This study specifically focuses on low-to-medium infill densities where the influence of internal geometry on structural performance becomes most dominant. This study aims to explore how different infill patterns and densities affect the mechanical response of curved-axis beams produced by fused filament fabrication-based additive manufacturing (AM), providing insights for optimizing lightweight and material-efficient components subjected to bending loads.
Twenty-seven PLA-based specimens with varying curvature radii (500, 750 and 1000 mm), infill patterns (grid, triangular and trihexagonal) and densities (20%, 30% and 40%) were manufactured. Each was subjected to three-point bending tests following ASTM standards. The experimental approach focused on analyzing force-displacement behavior to evaluate stiffness, load capacity and deformation characteristics under static loading conditions.
Increasing infill density enhanced the maximum force capacity of curved beams but reduced their displacement tolerance, reflecting greater rigidity. The trihexagonal (TH) pattern exhibited the highest displacement values, confirming its energy absorption capability, while the triangular (TA) pattern provided the greatest rigidity with lower deformation. The grid (GR) pattern showed intermediate behavior, with displacement capacity strongly influenced by curvature radius. Straighter beams generally displayed reduced displacement and higher stability, while more curved beams exhibited greater deformation.
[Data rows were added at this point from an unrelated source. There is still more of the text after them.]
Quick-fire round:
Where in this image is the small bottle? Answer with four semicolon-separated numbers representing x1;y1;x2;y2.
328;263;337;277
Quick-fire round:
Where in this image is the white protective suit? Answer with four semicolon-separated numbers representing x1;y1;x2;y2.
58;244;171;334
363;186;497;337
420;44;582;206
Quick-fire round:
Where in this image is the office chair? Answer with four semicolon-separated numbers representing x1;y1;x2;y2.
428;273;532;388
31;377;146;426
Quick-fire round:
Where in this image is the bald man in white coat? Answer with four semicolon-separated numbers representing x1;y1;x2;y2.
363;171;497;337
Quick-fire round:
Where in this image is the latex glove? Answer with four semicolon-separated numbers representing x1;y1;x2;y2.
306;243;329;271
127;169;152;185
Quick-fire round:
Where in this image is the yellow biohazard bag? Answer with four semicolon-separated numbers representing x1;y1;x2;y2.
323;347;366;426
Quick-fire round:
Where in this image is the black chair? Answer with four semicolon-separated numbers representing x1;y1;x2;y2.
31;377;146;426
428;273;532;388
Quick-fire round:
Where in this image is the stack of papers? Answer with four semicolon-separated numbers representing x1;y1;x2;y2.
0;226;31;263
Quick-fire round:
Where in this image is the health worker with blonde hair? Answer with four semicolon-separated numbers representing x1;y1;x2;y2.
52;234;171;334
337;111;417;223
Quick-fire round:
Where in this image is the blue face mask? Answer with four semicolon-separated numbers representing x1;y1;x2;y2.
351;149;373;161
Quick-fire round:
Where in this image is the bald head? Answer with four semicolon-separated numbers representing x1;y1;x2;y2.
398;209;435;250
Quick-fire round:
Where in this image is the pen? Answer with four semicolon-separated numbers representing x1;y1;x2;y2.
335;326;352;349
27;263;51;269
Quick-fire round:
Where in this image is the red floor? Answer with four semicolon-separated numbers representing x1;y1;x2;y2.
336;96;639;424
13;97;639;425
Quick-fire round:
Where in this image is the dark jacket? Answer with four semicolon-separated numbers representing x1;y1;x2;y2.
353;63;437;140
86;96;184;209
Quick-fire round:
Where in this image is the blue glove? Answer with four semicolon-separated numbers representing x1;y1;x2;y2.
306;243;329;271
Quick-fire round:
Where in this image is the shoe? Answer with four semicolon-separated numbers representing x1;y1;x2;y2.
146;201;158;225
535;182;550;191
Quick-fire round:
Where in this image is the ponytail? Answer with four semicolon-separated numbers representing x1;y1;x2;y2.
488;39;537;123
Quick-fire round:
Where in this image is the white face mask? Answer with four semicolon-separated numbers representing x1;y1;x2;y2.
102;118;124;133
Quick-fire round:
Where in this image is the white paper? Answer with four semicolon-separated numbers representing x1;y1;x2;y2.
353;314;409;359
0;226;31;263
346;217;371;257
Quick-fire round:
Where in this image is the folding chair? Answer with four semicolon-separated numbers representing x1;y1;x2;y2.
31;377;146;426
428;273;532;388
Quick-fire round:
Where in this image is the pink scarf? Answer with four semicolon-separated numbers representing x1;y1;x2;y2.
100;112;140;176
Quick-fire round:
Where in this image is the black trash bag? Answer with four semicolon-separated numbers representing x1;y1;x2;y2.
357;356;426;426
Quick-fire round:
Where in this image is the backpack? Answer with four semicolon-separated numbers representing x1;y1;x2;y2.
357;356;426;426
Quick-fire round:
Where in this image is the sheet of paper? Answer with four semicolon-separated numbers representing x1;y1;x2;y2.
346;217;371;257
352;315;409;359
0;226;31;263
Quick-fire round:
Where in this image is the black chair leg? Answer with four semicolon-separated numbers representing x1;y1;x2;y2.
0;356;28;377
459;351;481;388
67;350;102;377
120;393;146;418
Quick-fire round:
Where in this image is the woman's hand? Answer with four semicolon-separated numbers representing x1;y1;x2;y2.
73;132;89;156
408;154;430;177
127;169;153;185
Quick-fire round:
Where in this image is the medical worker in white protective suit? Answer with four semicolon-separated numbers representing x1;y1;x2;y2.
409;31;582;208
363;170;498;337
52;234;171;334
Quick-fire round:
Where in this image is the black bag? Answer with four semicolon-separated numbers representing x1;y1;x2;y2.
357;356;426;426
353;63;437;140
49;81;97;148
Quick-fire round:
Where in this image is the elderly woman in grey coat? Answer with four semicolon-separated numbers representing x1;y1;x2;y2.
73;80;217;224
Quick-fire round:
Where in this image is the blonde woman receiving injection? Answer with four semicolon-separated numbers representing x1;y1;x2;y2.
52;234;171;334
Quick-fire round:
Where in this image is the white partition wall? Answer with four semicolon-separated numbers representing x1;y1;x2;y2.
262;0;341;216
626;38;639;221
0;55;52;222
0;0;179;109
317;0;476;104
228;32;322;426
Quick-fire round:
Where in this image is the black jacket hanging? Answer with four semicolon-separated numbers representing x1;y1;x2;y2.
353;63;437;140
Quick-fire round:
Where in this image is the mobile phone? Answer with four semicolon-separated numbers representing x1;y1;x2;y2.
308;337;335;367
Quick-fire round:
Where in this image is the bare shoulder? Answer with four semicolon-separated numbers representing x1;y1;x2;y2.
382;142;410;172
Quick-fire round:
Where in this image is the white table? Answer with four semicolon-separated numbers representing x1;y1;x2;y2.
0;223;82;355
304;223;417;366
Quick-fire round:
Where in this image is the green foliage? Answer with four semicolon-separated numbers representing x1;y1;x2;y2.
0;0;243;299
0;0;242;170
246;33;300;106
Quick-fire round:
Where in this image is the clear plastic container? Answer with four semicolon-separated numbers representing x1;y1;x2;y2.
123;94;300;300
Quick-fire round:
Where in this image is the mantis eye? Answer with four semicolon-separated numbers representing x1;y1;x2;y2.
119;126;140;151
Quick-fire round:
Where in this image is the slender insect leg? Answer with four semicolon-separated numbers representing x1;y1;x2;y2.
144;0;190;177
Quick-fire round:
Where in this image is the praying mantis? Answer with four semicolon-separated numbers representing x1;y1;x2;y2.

These results highlight the critical role of infill geometry and curvature in balancing strength, stiffness and energy absorption in three-dimensional (3D)-printed curved beams.
Unlike prior studies that focus on high or near-solid infill levels, this work uniquely highlights the mechanical response of additively manufactured curved beams within the low-to-medium infill density range, where infill geometry plays a critical role. The study presents the first detailed comparison of how infill strategies interact with curvature in 3D-printed beams. It delivers practical design guidance for engineers working with curved structures in mechanical, aerospace and civil applications. Its novelty lies in demonstrating how trihexagonal patterns can optimize performance across various geometries, supporting enhanced structural resilience in AM.